What would be the backbone for this new network? We hope to achieve 10 Mbps for personal users, 100 Mbps for family users, and 1000 Mbps for enterprises. To accomplish this, we must quickly migrate SDH-based transport networks to packet-based transport networks. We call this SDH-PTN migration. The new hierarchy becomes 1G-10G-100G. 40G is being used right now, but we have seen the economies of the target countries for 100G strengthening, and it is becoming more feasible to push 100G into commercialization. At first, 100G may be more expensive to deploy than 40G, but as 100G becomes more popular, it becomes more economical because fiber is saved.

What is the true goal of building smart pipes? Building the smart pipes means creating the mechanism to extract value from bandwidth businesses. The dumbest pipe is the Internet, where all applications have equal priorities. P2P movie download is the same as Skype, and this doesn’t make sense. If we follow this business model, we will go out of business. The appetite for bandwidth is insatiable; if we double our international gateway from 100 Gbps to 200 Gbps, P2P software, which is constantly testing bandwidth availability, will very quickly discover this, and your pipe will soon be full. Without the proper smart pipe technology for policy awareness, traffic shaping, caching, and streaming, the network will always be congested.

Network congestion is inherent in the current design of the Internet. It is very important to the future of the IP network and Internet that we use policy management to create SLAs. We potentially need to apply policy control based on SLA in smart pipes. Today it is missing. We have to understand in the mobile broadband age that always-online is increasingly important, but it is an increasing headache for mobile network design. 

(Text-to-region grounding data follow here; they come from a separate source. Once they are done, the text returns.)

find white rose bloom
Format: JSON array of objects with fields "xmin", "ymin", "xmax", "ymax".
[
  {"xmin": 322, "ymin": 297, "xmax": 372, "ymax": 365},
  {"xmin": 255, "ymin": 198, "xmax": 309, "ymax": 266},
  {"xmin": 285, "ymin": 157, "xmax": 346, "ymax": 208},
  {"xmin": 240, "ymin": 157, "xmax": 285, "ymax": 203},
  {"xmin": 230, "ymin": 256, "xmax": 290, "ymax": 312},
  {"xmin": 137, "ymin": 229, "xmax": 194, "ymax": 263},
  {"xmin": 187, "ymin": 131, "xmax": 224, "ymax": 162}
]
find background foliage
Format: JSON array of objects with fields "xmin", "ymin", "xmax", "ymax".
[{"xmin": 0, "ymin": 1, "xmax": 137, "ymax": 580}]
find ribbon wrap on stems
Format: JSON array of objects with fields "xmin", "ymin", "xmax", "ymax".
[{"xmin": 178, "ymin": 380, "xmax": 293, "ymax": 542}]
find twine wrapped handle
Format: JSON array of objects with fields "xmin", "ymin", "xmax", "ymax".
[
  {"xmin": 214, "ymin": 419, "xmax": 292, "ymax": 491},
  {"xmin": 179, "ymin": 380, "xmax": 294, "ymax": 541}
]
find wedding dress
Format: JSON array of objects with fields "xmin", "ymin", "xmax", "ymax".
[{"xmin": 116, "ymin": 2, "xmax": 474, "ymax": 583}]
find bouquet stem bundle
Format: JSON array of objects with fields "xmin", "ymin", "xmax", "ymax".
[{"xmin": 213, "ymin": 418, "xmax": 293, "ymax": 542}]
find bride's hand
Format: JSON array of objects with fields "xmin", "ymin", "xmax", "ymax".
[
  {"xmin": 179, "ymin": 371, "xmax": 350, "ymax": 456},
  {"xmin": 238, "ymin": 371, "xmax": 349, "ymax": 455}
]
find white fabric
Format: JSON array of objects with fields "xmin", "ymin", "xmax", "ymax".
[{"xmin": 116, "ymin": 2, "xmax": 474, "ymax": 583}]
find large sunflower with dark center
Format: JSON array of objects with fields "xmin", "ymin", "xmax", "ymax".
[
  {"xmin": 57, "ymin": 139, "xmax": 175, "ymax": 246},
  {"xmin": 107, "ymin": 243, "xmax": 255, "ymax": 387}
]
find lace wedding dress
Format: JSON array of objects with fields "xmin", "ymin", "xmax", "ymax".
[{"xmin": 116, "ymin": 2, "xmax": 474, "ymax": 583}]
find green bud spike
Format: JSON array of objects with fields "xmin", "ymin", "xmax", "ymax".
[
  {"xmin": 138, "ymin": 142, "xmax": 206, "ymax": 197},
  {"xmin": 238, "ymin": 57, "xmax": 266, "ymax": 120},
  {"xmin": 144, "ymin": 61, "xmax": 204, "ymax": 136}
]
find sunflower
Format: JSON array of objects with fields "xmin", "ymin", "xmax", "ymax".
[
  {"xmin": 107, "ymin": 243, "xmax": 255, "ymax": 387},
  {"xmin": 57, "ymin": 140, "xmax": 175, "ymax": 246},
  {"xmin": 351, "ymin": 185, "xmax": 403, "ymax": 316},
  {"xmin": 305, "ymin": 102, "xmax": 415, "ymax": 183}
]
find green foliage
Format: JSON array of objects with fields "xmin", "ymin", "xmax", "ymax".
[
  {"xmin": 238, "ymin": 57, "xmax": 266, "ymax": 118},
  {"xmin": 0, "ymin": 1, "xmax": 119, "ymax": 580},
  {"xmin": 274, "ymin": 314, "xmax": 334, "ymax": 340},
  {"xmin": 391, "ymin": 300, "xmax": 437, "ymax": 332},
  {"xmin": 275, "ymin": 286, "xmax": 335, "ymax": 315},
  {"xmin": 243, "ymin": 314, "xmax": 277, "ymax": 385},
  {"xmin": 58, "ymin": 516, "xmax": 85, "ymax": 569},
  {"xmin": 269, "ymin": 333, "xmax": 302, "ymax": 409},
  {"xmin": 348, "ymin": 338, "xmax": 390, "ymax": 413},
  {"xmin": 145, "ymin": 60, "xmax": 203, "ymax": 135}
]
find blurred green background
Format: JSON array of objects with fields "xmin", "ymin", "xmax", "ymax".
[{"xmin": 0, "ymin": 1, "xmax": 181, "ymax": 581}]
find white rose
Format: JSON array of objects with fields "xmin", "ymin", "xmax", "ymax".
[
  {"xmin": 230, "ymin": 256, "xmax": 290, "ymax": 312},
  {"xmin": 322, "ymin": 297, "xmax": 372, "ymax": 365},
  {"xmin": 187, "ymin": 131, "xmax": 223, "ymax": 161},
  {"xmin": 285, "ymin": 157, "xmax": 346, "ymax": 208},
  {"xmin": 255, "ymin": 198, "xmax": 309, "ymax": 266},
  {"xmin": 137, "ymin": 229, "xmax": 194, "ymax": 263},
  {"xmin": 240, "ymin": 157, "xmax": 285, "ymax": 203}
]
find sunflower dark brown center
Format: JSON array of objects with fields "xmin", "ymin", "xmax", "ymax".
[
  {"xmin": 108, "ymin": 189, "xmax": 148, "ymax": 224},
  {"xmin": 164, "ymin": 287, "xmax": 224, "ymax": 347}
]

Signaling has been and continues to be an uncharged overhead when users access the network. If signaling dominates network traffic, the user will only be able to transmit one byte. Think about the nightmare this will cause. You build the network and create the signaling so you can charge people to transmit at 1 Mbps, but instead, people can only send one byte and you use maybe 100 bytes or 1000 bytes to help that one byte. That’s why the network is going crazy. This is a very important issue to be resolved. Increasingly, operators are building always-online facilities, that is, building software and API to enable applications so that their heartbeat becomes organized and not random.

New technology is also creating problems for our network construction. One very important new technology I want to talk about is cloud-based radio access network (C-RAN). In C-RAN, baseband processing is centralized. The radio and antennas, through which we transmit digitized signals over fiber, are distributed. This is a big issue because the speed of the backhaul is so high that most people are using naked fiber. Can we do this on a large scale? The answer is no. I don’t know how we can solve this problem, but we need to work on it. If cloud RAN is to be successful, we need to solve the backhaul for cloud RAN signals. The challenge is there. There are potentially many different ways to solve this problem. You can compress the radio signal so that you have less bandwidth, or you can make cheaper optics. In any case, this is the future if we want to save 15% CAPEX and 18% OPEX. To achieve this, we have to do something.

I think the future is bright for the mobile industry. It is not only bright but burning. We have to be ready for that high growth. Now we want to increase usage, but we want to increase revenue at the same time. I hope we can work together with operators, developers, and vendors. We are focusing our energy on solving these problems and creating better business models.